Second Freddie Gray trial on hold over officer testimony
The Maryland Court of Appeals has reportedly postponed the trial for Officer Caesar Goodson, one of six officers charged in the death of Freddie Gray. The state responded Friday, but Goodson’s trial was still on track to begin with jury selection Monday until the new appeals order was handed down.
Porter’s first trial on charges that included involuntary manslaughter ended in a hung jury last month. Now the case can not proceed until that appeals court rules on Porter’s eligibility to be forced to testify as he awaits his own trial. If the Maryland appellate court rules that Porter can not be compelled to testify with use immunity, prosecutors must weigh heavily towards granting full immunity to Porter.
Prosecutors have referred to Porter as a “material witness” against Goodson and Alicia White, another officer charged in Gray’s death.

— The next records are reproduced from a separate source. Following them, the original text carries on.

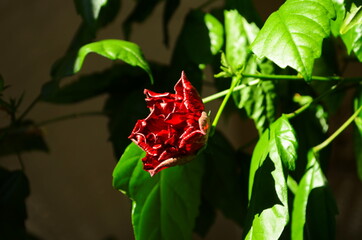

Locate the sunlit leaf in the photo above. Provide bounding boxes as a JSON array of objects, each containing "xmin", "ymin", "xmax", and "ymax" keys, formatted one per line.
[
  {"xmin": 74, "ymin": 39, "xmax": 153, "ymax": 82},
  {"xmin": 292, "ymin": 150, "xmax": 337, "ymax": 240},
  {"xmin": 341, "ymin": 24, "xmax": 362, "ymax": 62},
  {"xmin": 113, "ymin": 143, "xmax": 203, "ymax": 240},
  {"xmin": 202, "ymin": 132, "xmax": 246, "ymax": 226},
  {"xmin": 340, "ymin": 3, "xmax": 362, "ymax": 34},
  {"xmin": 244, "ymin": 129, "xmax": 289, "ymax": 240},
  {"xmin": 204, "ymin": 13, "xmax": 224, "ymax": 55},
  {"xmin": 354, "ymin": 87, "xmax": 362, "ymax": 180},
  {"xmin": 251, "ymin": 0, "xmax": 335, "ymax": 80},
  {"xmin": 270, "ymin": 115, "xmax": 298, "ymax": 170}
]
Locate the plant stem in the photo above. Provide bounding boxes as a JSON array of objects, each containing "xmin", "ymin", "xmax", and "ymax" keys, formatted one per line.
[
  {"xmin": 210, "ymin": 76, "xmax": 241, "ymax": 133},
  {"xmin": 35, "ymin": 111, "xmax": 104, "ymax": 127},
  {"xmin": 284, "ymin": 84, "xmax": 338, "ymax": 119},
  {"xmin": 17, "ymin": 96, "xmax": 40, "ymax": 122},
  {"xmin": 242, "ymin": 73, "xmax": 362, "ymax": 81},
  {"xmin": 202, "ymin": 79, "xmax": 260, "ymax": 103},
  {"xmin": 313, "ymin": 106, "xmax": 362, "ymax": 153}
]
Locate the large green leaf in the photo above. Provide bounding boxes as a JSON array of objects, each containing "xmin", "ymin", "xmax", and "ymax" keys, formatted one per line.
[
  {"xmin": 270, "ymin": 115, "xmax": 298, "ymax": 170},
  {"xmin": 244, "ymin": 129, "xmax": 289, "ymax": 240},
  {"xmin": 74, "ymin": 39, "xmax": 153, "ymax": 82},
  {"xmin": 113, "ymin": 143, "xmax": 204, "ymax": 240},
  {"xmin": 238, "ymin": 77, "xmax": 276, "ymax": 135},
  {"xmin": 202, "ymin": 131, "xmax": 246, "ymax": 226},
  {"xmin": 292, "ymin": 150, "xmax": 337, "ymax": 240},
  {"xmin": 251, "ymin": 0, "xmax": 335, "ymax": 80}
]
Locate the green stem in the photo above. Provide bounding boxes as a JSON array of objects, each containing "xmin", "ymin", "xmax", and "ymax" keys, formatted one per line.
[
  {"xmin": 17, "ymin": 96, "xmax": 40, "ymax": 122},
  {"xmin": 284, "ymin": 84, "xmax": 338, "ymax": 119},
  {"xmin": 210, "ymin": 76, "xmax": 241, "ymax": 132},
  {"xmin": 202, "ymin": 79, "xmax": 260, "ymax": 103},
  {"xmin": 35, "ymin": 111, "xmax": 104, "ymax": 127},
  {"xmin": 242, "ymin": 73, "xmax": 362, "ymax": 81},
  {"xmin": 287, "ymin": 175, "xmax": 298, "ymax": 195},
  {"xmin": 313, "ymin": 106, "xmax": 362, "ymax": 153}
]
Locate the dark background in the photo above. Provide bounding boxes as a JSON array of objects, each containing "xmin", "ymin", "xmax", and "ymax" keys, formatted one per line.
[{"xmin": 0, "ymin": 0, "xmax": 362, "ymax": 240}]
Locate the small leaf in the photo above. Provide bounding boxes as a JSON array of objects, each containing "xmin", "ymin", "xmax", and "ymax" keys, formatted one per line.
[
  {"xmin": 113, "ymin": 143, "xmax": 204, "ymax": 240},
  {"xmin": 340, "ymin": 3, "xmax": 362, "ymax": 34},
  {"xmin": 204, "ymin": 13, "xmax": 224, "ymax": 55},
  {"xmin": 251, "ymin": 0, "xmax": 335, "ymax": 80},
  {"xmin": 292, "ymin": 150, "xmax": 336, "ymax": 240},
  {"xmin": 354, "ymin": 87, "xmax": 362, "ymax": 181},
  {"xmin": 269, "ymin": 115, "xmax": 298, "ymax": 170},
  {"xmin": 74, "ymin": 39, "xmax": 153, "ymax": 83},
  {"xmin": 224, "ymin": 10, "xmax": 259, "ymax": 73}
]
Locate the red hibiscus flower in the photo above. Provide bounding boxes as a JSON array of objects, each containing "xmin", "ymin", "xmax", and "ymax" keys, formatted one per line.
[{"xmin": 129, "ymin": 72, "xmax": 209, "ymax": 176}]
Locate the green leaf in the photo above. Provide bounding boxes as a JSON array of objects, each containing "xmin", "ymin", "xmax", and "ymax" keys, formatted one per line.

Gray’s death exposed the deep divide between the public and the police in Baltimore, and became a national symbol of the Black Lives Matter movement.
Goodson is one of five officers facing charges related to Gray’s death, and the second to go to court. His lawyers say that this would violate his Fifth Amendment right against self-incrimination, since he faces a second trial in June, since the original case against him ended in a mistrial last December.
Porter’s attorneys filed for an injunction Thursday, asking the appeals court to “stay the Order to Compel Porter’s testimony until such times as the interlocutory appeal is adjudicated”.
“Every police officer knows that someone in the back of that van, if they’re not seat-belted in, they’re, because of the inertia from making turns, from making starts, from making stops, they’re going to be thrown all over the inside of that van”, he said. But in a pretrial hearing last week they said they would call a witness who specializes in “retaliatory prisoner transport practices”, indicating they intend to bring up the possibility that Gray received a “rough ride” in the van.
“It could potentially taint the jury pool that would be available in the retrial of the porter case”, Banzhaf tells TheDCNF.
Goodson and Porter have pleaded not guilty.
Defense attorneys and prosecutors can’t comment on the case because they are under a gag order. According to their theory of the case, Goodson is more culpable for Gray’s death than Porter, anyway.
If he is forced to testify and refuses, Porter could be jailed for contempt. Yet if he does testify, he could face perjury charges over any inconsistencies, his attorneys argued.